Con questi presupposti la convivenza pare impossibile e invece, proprio qui a Cape Town, si comincia a vedere la luce alla fine del tunnel. Capita spesso di trovare compagnie miste e molti locali hanno frequentatori di ogni razza. La vita intellettuale è vivace, molto variegata e sono presenti contributi molto diversi.
Speso il pomeriggio per un primo contatto, dedichiamo il giorno successivo alla spedizione della moto. Incontriamo il corriere e controlliamo costi e documenti. Pare tutto in ordine. I costi diminuiscono riducendo il volume e perciò mi rassegno a smontare le ruota anteriore: in questo modo il volume (e i costi) si riducono di circa un terzo. Per confezionare la cassa prendiamo appuntamento per lunedì, cosi avremo la moto per il weekend.

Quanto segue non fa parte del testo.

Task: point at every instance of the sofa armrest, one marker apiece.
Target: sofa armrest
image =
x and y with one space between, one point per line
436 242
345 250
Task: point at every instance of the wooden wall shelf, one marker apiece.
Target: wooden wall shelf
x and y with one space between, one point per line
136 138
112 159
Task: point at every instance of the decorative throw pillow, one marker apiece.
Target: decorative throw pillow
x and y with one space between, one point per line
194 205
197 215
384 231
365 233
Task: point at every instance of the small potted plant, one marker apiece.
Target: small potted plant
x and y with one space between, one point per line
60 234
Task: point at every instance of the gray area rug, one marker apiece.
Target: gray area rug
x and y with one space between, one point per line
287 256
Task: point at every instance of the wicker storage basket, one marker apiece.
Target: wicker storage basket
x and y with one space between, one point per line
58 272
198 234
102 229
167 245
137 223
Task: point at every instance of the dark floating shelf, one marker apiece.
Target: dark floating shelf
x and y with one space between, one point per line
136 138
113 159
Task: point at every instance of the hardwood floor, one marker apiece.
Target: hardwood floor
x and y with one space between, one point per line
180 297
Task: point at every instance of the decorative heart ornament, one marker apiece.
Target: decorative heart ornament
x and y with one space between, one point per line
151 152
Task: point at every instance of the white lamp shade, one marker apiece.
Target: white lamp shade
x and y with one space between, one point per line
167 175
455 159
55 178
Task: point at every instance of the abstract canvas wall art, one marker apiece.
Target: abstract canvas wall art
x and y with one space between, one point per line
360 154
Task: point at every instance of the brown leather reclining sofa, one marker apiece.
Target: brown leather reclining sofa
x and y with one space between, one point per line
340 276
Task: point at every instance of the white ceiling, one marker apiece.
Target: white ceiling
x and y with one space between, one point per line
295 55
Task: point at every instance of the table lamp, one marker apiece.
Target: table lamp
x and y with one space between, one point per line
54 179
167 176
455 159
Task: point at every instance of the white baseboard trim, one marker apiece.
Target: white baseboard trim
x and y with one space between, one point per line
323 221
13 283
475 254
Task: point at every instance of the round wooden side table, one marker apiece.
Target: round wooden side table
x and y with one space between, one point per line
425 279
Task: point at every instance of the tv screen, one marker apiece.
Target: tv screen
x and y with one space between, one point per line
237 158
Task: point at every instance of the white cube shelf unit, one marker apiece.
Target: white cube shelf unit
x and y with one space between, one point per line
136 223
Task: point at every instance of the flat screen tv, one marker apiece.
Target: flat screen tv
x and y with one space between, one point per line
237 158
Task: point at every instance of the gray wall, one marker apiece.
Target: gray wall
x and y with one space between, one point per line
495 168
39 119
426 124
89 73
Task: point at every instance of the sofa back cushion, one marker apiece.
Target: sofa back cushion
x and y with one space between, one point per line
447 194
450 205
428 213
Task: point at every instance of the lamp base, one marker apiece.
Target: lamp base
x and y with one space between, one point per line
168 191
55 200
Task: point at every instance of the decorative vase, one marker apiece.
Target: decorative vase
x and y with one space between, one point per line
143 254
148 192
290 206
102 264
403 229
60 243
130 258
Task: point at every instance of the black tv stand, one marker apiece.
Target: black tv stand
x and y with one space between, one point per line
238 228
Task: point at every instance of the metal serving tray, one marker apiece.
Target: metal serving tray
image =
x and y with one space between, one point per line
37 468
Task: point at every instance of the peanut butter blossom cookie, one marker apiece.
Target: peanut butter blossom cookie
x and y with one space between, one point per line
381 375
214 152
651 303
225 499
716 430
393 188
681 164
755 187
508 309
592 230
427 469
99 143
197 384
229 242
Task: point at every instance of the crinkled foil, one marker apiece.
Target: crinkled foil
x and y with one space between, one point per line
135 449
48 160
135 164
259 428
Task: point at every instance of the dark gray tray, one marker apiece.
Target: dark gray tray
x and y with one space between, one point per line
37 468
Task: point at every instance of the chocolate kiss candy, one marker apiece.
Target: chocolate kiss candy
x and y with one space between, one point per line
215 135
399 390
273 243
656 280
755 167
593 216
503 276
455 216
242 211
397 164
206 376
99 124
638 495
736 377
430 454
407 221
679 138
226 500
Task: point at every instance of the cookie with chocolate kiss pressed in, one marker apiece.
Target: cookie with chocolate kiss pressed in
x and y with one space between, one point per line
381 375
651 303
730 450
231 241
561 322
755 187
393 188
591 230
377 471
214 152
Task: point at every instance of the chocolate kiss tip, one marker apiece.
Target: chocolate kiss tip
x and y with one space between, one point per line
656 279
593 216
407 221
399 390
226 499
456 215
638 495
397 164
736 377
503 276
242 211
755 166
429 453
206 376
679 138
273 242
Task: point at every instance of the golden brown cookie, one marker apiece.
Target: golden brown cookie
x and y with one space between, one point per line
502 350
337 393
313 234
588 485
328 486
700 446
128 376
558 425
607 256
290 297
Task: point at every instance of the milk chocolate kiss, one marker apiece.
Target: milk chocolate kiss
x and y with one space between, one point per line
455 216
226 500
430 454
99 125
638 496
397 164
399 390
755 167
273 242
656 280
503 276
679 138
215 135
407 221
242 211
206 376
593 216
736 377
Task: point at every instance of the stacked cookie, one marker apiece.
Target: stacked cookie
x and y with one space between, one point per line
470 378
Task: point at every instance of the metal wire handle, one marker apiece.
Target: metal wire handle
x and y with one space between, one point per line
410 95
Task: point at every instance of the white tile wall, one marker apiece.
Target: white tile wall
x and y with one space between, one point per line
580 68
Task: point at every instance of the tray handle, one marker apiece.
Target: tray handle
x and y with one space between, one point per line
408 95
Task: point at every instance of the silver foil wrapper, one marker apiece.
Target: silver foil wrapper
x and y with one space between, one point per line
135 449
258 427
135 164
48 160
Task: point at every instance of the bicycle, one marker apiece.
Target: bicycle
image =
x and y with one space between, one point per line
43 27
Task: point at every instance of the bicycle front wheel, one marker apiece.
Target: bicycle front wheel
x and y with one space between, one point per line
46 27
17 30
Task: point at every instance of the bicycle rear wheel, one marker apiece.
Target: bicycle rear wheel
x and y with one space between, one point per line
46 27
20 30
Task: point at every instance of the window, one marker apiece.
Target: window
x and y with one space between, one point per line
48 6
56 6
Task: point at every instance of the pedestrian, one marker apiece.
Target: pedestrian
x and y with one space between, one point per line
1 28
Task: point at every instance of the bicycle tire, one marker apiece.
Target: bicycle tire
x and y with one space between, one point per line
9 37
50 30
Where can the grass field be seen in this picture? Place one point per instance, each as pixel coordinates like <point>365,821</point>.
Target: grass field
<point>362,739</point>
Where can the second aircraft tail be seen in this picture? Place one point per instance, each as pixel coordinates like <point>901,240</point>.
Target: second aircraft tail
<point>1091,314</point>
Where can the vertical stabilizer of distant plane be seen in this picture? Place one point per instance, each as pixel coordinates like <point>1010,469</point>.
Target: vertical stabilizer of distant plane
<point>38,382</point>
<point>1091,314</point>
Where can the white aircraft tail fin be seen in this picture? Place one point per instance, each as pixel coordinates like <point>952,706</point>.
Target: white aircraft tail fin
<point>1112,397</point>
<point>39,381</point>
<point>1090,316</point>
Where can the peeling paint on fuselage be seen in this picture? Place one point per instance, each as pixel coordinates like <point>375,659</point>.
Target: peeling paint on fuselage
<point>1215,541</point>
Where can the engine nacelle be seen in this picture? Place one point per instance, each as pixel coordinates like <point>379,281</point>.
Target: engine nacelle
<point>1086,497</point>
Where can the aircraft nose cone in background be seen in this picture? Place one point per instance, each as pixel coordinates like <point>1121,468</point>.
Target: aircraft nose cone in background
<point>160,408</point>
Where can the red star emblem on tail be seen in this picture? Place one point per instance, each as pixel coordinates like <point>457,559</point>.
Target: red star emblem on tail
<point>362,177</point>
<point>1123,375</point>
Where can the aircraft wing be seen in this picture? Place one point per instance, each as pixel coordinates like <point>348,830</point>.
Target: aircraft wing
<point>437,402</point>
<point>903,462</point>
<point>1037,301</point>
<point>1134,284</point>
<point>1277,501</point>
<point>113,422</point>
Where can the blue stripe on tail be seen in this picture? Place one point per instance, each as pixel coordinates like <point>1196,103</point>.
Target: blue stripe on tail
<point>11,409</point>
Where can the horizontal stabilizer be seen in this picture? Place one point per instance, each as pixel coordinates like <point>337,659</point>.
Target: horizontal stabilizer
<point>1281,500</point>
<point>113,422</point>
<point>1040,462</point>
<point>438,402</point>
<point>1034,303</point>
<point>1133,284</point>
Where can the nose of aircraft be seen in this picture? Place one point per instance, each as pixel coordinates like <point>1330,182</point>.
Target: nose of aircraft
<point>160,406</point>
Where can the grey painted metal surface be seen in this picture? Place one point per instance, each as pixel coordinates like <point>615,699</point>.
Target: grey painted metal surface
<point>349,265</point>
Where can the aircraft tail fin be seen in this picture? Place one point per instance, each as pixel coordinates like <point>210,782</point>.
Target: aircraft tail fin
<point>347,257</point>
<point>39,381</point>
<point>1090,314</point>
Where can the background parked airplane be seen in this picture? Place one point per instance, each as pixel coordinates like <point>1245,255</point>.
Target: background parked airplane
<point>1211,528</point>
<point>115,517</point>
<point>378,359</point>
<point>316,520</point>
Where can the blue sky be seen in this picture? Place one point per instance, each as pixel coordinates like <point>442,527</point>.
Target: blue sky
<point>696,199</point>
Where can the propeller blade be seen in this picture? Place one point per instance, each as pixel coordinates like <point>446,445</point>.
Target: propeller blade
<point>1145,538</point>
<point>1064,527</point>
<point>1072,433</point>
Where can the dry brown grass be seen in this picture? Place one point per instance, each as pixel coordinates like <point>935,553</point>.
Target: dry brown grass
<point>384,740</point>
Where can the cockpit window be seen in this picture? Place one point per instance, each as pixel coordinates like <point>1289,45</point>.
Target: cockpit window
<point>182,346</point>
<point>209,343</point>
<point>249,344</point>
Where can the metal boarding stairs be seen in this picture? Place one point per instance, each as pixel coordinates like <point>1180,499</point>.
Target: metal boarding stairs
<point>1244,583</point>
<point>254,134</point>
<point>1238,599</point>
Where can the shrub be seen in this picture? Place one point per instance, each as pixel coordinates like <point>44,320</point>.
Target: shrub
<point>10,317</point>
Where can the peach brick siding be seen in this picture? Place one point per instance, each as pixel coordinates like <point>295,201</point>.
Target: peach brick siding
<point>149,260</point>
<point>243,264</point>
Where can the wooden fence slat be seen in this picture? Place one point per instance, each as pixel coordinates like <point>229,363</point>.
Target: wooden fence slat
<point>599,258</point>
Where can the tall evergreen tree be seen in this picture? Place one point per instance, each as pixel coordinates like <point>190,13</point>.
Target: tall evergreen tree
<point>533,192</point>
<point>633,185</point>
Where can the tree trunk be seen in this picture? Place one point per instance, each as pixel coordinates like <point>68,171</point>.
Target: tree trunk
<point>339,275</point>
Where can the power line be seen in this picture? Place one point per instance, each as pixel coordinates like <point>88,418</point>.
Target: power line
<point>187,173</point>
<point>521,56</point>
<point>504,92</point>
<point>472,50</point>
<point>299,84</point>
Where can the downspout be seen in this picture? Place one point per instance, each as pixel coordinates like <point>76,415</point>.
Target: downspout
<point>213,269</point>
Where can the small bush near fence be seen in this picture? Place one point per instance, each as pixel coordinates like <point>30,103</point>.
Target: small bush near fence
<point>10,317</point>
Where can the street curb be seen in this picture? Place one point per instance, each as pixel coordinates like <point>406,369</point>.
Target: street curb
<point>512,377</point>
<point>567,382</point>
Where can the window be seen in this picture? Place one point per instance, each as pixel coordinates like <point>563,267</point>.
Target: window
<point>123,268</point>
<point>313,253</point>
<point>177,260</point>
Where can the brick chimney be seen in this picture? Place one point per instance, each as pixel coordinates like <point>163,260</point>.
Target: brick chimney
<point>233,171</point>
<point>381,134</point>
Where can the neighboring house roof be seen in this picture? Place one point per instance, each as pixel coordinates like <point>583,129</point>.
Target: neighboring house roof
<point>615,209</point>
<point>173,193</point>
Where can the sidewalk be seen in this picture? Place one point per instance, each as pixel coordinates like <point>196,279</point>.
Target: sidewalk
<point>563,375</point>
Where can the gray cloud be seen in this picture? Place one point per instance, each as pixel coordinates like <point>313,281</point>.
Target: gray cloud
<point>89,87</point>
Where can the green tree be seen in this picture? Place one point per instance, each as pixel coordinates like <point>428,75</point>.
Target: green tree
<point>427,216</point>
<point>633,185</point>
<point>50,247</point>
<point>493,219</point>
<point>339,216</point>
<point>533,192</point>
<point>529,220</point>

Ne approfittiamo per girare la città e soprattutto per visitare "il capo". Saliamo verso la Table Mountain e scavalchiamo il Kloof Nek raggiungendo Hout Bay. Poi seguiamo la costa fino a Capo di Buona Speranza, risalendo verso Simon's Town e poi di nuovo Cape Town. I panorami sono bellissimi e stranamente molto mediterranei, in certi angoli molto simili a certi angoli dell'isola d'Elba.
Lunedì abbiamo appuntamento con il falegname. E' molto fuori città, e visto che dobbiamo arrivare completamente senza benzina, giro da due giorni con il serbatoio posteriore vuoto. Questo rende la gitarella piuttosto complicata perché finiamo la benzina due volte prima di arrivare. Seccante ma non difficile riprendere la marcia: basta aprire i rubinetti e far affluire un po' di benzina, ripartire e sperare di averne abbastanza per arrivare a destinazione. Altrimenti si ripete la procedura quante volte serve.
L'operazione di imballaggio è infinitamente più confortevole di quella di Tehran: mi viene dato uno spazio adeguato e un aiutante che, oltre ad assomigliare a Mike Tyson in maniera impressionante, è in grado di sollevare e spostare la moto senza sforzo apparente. In un paio d'ore smonto tutto lo smontabile, mettiamo la moto sulla pedana, smonto la ruota e appoggiamo il tutto su una zeppa posizionata sotto al motore. A questo punto il più è fatto. Non resta che fissare la moto, salutarla e chiudere la cassa.
In un accesso di imprudenza e di fiducia infiliamo nella cassa anche le valigie laterali e i caschi, sperando di rivederli fra un paio di mesi.
Siamo formalmente liberi: dobbiamo solo assolvere alle ultime formalità e trovare un aereo che ci riporti in Italia.
Lo troviamo per il giorno dopo, perciò non ci restano che poche ore per comprare qualche regalino per gli amici che si sono occupati delle nostre cose per 5 mesi. Siamo quasi senza soldi e perciò dovranno accontentarsi davvero di poco. Peccato, perché senza di loro questo viaggio sarebbe stato impossibile.
Salutiamo gli amici che ci siamo fatti qua, saliamo sull'aereo alle 8 del mattino e scendiamo a Malpensa esattamente 24 ore dopo. Inclusi tre scali, un cambio di aereo, 7 film di varia qualità e un paio di pisolini interrotti da qualche pasto piuttosto discutibile.
Forse era meglio tornare in moto: in un paio di mesi si poteva fare.